Travis has reminded me that I meant to put something in my last post about the 1991 basic edition of D&D, labeled “The New Easy to Master Dungeons & Dragons Game” seen here:

This edition of the game came in a very large rectangular box, similar to board games of the time.  Unfortunately the board was flimsy poster paper, but it was still pretty neat.  It also included a ton of card-stock tent figures for both players and monsters.  Strangest of all was the format of the book.  The red sort of folder-ish thing doubled as both a DM screen (there’s a third panel that folds out, which is hard to see in this picture) and the rule book.  The left-most section was a large pocket that contained the rulebook printed on heavy cardstock with color-coded tabs for each chapter.

If I recall correctly, I think the adventure was incorporated into the cards.  The adventure was your basic prison break, but the funny twist was that the whole point was to introduce you to rules one at a time.  The characters start with literally nothing, maybe a name.  In the first scene they introduce stats, so everyone rolls stats.  Later comes combat.  As rules are introduced you fill out more and more of the character sheet.  While it struck me as odd that you didn’t know if you were a human or dwarf until several rooms in, and there was a point where suddenly you realized you knew magic, it still seemed pretty clever to me.

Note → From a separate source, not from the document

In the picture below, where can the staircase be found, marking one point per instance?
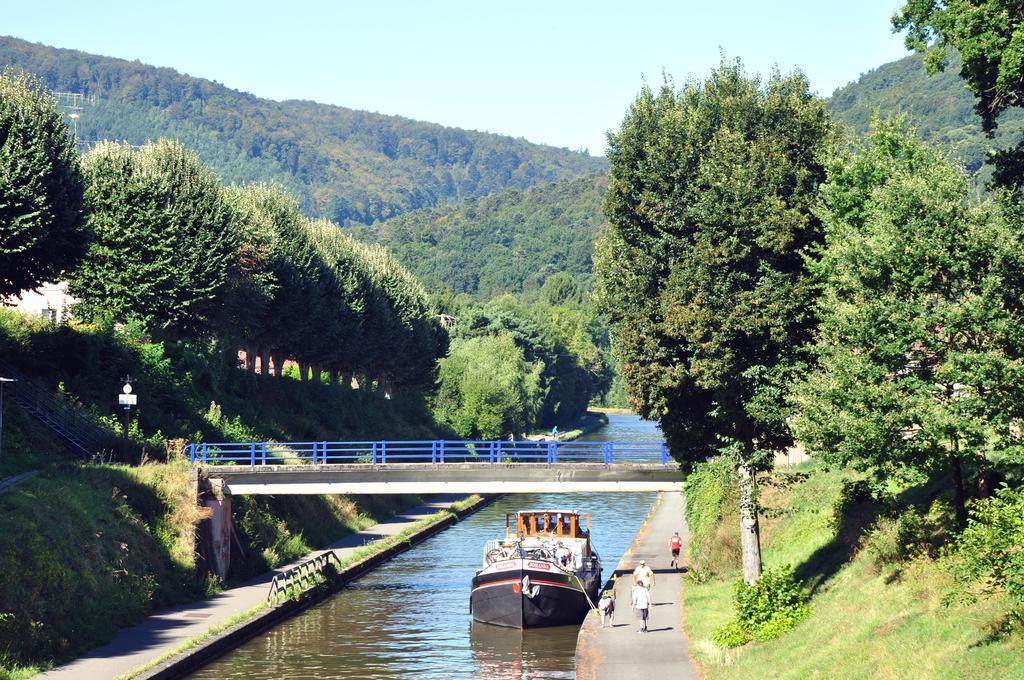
(77, 430)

I bought this when it came out, I must have been 13 or 14.  At that time I would have bought anything that was labeled Dungeons & Dragons, and the big full color art on the back showing the cool map and character tents was definitely a selling point.  Now at that time I maybe had one or two friends who played, and they already knew the game, so an intro game was kind of pointless, and I never really played it.

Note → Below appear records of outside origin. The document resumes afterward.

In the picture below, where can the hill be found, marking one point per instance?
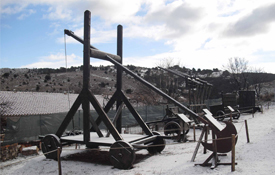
(103, 81)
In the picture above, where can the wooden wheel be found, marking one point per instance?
(160, 145)
(122, 155)
(220, 114)
(50, 143)
(173, 129)
(237, 116)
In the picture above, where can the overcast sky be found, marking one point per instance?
(192, 33)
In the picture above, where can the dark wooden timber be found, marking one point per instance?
(69, 116)
(86, 76)
(152, 87)
(119, 75)
(136, 116)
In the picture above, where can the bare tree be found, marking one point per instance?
(257, 80)
(238, 67)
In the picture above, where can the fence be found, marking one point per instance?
(28, 128)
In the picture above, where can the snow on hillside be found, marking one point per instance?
(256, 157)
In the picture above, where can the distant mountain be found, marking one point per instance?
(103, 81)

I’m pretty sure I have a copy of this hidden away in my closet now, likely purchased on eBay some years ago in a nostalgic attempt to reacquire every mis-treated game I owned as a child.  I’ll have to go dig it up and see if there’s anything worth mining out of it.  If nothing else, I kind of dig the idea of using a prison break to start with very stream-lined characters.  No equipment, no spells, just a stat block and we’re off.  Things like equipping the characters can then become part of the game as the party breaks into the armory.

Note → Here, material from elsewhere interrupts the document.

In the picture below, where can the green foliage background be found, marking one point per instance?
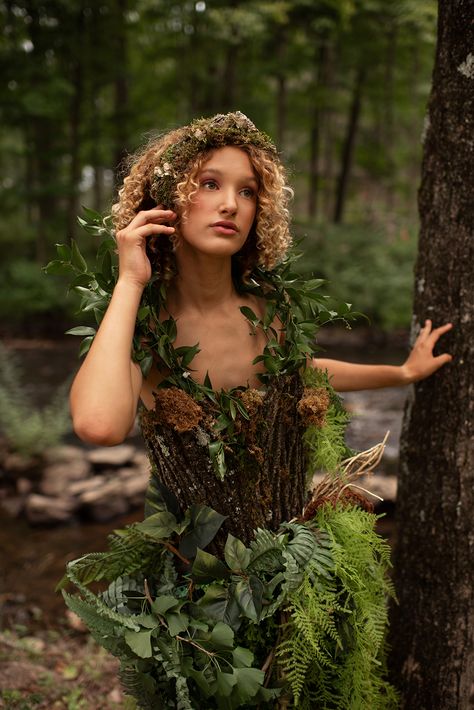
(84, 82)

Anyone own and use this game and actually use it to introduce new players to D&D? 

2 thoughts on “The Big Black Box

  1. I don’t own this but I still introduce new players with this mechanic. It greatly reduces char-gen fatigue and in my experience it gives players something to do immediately.

    Also, once the game is going they start to identify needs. They begin to make statements like “can I pick a guys pocket” or “I wish I had a rope”. Suddenly the game features that are added fill voids and are readily welcomed.

    With their wings stretched a bit they say “can I cast spells”. My secret joy is to identify their class as they play before they even know classes exist!

  2. I love the concept, but perhaps as you saw in my follow up post, I was a bit disappointed by the implementation once I dug up the box. Some of the ideas I really like, such as doing a prison break where the PCs have no equipment, were better done in the module A4 In the Dungeons of the Slave Lords. Of course in this case the purpose was opposite what it is here – to take players well used to the rules and make them improvise by removing all their equipment and spells.

    Still, it would be interesting to start with the concept of a prison break with little to no rules and only introduce concepts as we play. A writing project for the future I suppose.